La censura appare da un lato inammissibile atteso che il ricorrente ha omesso di depositare il CCNL in violazione del disposto di cui all’art. 369 c.p.c., (cfr Cass. SSUU n 20075/2010), nè ha provveduto ad indicare quando il contratto collettivo era stato prodotto e dove era attualmente collocato. Il ricorrente, inoltre, non ha neppure riportato almeno il contenuto delle norme rilevanti in violazione anche del principio dell’autosufficienza del ricorso per cui il motivo di doglianza, sotto tale profilo, non risponde al dettato di cui all’art. 366 c.p.c., nn. 3 e 6, che impone un onere di specificità e compiutezza espositiva dei fatti rilevanti e di indicazione dei documenti o atti processuali sui quali il ricorso si fonda.

Il motivo è, comunque, infondato.

La Corte territoriale ha ritenuto il licenziamento conforme al dettato del CCNL che consente il licenziamento per grave violazione dell’obbligo di osservare nel modo più scrupoloso i doveri di ufficio, nonchè all’art. 2119 c.c.. In particolare la Corte ha richiamato la disposizione aziendale che fa divieto assoluto di annullare scontrini se non con la procedura sopra indicata, disposizione che manifesta la volontà della società di dare grande importanza a quella prescrizione tesa a garantire la regolarità delle procedure di registrazione delle vendite e degli incassi, non osservata nella specie per ben quattro volte in una settimana con la conseguenza che era ragionevole ritenere che di norma il controllo da parte del G. sull’attività dei cassieri non avvenisse. Il comportamento del lavoratore è stato, pertanto, ritenuto, con valutazione di merito incensurabile in cassazione in quanto adeguatamente motivata e priva di diletti logici o contraddizioni, idoneo a giustificare il licenziamento.

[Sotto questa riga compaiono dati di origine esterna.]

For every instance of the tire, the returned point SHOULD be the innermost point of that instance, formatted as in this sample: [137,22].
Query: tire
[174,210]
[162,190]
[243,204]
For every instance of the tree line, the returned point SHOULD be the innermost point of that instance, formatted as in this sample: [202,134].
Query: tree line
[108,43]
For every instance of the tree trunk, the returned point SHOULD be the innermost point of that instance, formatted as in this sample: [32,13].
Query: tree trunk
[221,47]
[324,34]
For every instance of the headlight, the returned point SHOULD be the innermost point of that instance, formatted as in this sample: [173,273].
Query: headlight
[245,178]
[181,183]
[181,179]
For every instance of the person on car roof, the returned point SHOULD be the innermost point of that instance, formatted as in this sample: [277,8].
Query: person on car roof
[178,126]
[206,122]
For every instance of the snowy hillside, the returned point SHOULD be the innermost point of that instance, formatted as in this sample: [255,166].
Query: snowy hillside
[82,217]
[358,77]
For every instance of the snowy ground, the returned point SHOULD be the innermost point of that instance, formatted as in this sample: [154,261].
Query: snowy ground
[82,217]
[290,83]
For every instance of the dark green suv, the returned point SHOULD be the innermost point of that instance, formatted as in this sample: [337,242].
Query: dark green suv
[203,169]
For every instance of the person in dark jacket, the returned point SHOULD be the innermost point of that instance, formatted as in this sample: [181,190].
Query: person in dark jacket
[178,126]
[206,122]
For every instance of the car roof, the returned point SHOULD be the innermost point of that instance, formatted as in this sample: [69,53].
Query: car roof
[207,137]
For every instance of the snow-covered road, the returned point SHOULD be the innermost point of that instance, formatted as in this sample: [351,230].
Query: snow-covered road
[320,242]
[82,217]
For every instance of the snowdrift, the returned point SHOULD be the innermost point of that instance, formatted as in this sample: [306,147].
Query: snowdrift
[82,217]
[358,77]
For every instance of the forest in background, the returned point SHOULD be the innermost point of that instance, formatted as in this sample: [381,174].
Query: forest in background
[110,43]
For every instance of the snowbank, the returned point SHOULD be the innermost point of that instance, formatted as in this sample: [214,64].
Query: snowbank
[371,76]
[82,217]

Per le premesse considerazioni il ricorso va respinto con condanna del ricorrente soccombente a pagare le spese di causa. Dette spese vengono liquidate in applicazione del nuovo sistema di liquidazione dei compensi agli avvocati di cui al D.M. 20 luglio 2012, n. 140, che ha determinato i parametri per la liquidazione da parte di un organo giurisdizionale dei compensi per le professioni vigilate dal Ministero della giustizia, ai sensi del D.L. 24 gennaio 2012, n. 1, art. 9, convertito, con modificazioni, in L. 24 marzo 2012, n. 27.

P.Q.M.

Rigetta il ricorso e condanna il ricorrente a corrispondere alla resistente Euro 40,00 per esborsi, Euro 3.000,00, oltre accessori di legge, per compensi.